「天才ヴァイオリニスト?」

 初めて聞いた時は正直関心なんて湧かなかった。
 ちょっと期待されてる新人に、大層な冠をつけるのは毎度のことだ。

 そんなわけで顔も名前も覚える気のなかった僕のところに、船上パーティーの招待状が届いた―――――



 パーティーの招待状をどういう基準で出したのか知らないけど、きっと僕が最年少だろう。
 見知った人もいない。会話をしてみたい人もいない。

 (もう、ここにいる必要はないな)

 早々に見切りをつけた僕は、「天才ヴァイオリニスト」が演奏している間に席を立った。



 階段で破滅の絵を見つけた。
 僕が未来のスポンサー探しの為に出席したパーティー会場でこんな絵を見ることは、なんだかとても皮肉めいている。
 未来はないのか。世界は終わるのか。
 思わず言葉を発した時、僕の名前を誰かが口にした。



 初めて認識した「天才ヴァイオリニスト」の彼女は、大人の女性の色香をひどく匂わせている中学生だった。
 そうさせているのは何なのか、はっきりとは分からない。
 けれど、いくつか言葉を交わして、彼女が何か大事なことを抱えていることは分かった。



 ―――苦手、かもしれない。
 得体の知れない「包容力」。
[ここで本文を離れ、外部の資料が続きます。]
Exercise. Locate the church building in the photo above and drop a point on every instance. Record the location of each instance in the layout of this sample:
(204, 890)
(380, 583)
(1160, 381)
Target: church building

それを強く感じる。だから、苦手。

 その苦手な彼女と出会う機会は何故か多かった。
 あまりに僕に干渉するのである時苛立ちをぶつけてしまった。

 「君の事情は知らない。でも、どんな事情があるにせよ僕を巻き込まないでくれ」
 「知らないんじゃない。あなたは、知ろうとしていないだけ」
 「・・・知ったところで、僕の気が変わるとでも?」
 「変わるわ。―――嫌でもね」

 ひどく哀しく彼女は言った。




 それでも僕は彼女の事情を知ろうとしなかった。
 ただ、知らなくてもいいから話し相手になってという要求は呑んだ。
 どうしてだか、分からない。けれども僕は毎週のように彼女に会いに行く。
 僕と彼女の歯車が噛み合うことはなくても。



 彼女は無邪気だ。ヴァイオリンを持たない彼女は、年相応の女の子でいられる。
 でも、彼女は時々、怖いくらい違う人になる。

 いつだっただろう。彼女が怪我をしていることに気付いたのは。
 深い傷ではないのだけど、小さな傷を無数につくることがあった。
 傷がなくても、部屋の中に手当てをした痕跡が残っていたりする。



 「・・・最近怪我してるみたいだけど、大丈夫?」
 「―・・大丈夫よ。ありがとう」
 「ならいいんだけど・・・君がそんなになりながらやってることは、何?」

 尋ねると、彼女はひどく狼狽した。
 何かを言おうと口を開いて、結局睫毛を震わせて目を伏せた。


 この人は何を隠しているのだろう。
 そのしなやかな指や、陶磁器のような白い肌を傷つけて。
 憂いを秘めた表情を盾に誰も寄せつけず。




 守ってやりたい。
 この人を。



 漠然とそんなことを思うようになったのは、一体いつからだったろう。
 同い年であるはずなのに、年上のような、静かでどこか物悲しい瞳をして彼女が僕を見る時、置いて行かれた気持ちになる。
 僕じゃ君の力になれないのかな。
 聞きたくても聞けない、言いたくても言えない、それはきっと禁断のフレーズ。